Several federal NDP members, including leader Jagmeet Singh, have weighed in on her comments with calls to reassess her position as minister.

On Instagram Saturday, Singh said that her comments were “offensive and irresponsible,” and that he has shared his concerns with B.C. Premier David Eby.

“She’s got some work to do,” said Eby during a press conference on Feb. 2.

Eby didn’t comment on whether he’d fire Robinson or if she would resign.

What happens next?

“It’s a political decision that is made by the premier and the cabinet,” said David Black, associate professor of communications and culture at Royal Roads University.

Black says there isn’t any legal recourse to have Robinson removed from her position and it would be a decision made within the party.

“Part of the political calculation that any premier is going to make at this time is whether firing a high profile Jewish cabinet minister –  when these issues are on the foreground for all of us, no matter what our identity may be – whether that is the right course of action,” said Black.

He believes that removing the minister could set the tone of where the government stands on the Israel-Palestine conflict.

“It may well be seen as putting a marker down with respect to the debate around Israel and the Palestinians and the rightness and wrongness of what is happening before us now,” he said.

Recently, Robinson was also accused of intervening in the re-firing of an instructor at Langara College for praising the Hamas attack on Oct. 7.

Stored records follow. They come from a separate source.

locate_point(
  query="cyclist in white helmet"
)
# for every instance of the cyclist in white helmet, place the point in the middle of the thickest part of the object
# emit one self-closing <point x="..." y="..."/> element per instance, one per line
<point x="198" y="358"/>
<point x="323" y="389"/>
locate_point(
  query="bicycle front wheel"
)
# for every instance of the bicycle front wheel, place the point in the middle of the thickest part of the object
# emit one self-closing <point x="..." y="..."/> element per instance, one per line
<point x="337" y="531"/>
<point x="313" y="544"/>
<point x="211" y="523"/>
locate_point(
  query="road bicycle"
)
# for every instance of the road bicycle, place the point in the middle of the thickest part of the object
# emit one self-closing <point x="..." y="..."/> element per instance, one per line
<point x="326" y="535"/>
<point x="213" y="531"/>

The Federation of Post-Secondary Educators of BC accused Robinson of influencing the college to fire Dr. Natalie Knight after the college reinstated her. The college said that the instructor did not violate the law or college policies.

However, one day after Robinson tweeted her disappointment that she was reinstated, an employee was let go from the college. The school would not confirm that Knight was the one in question.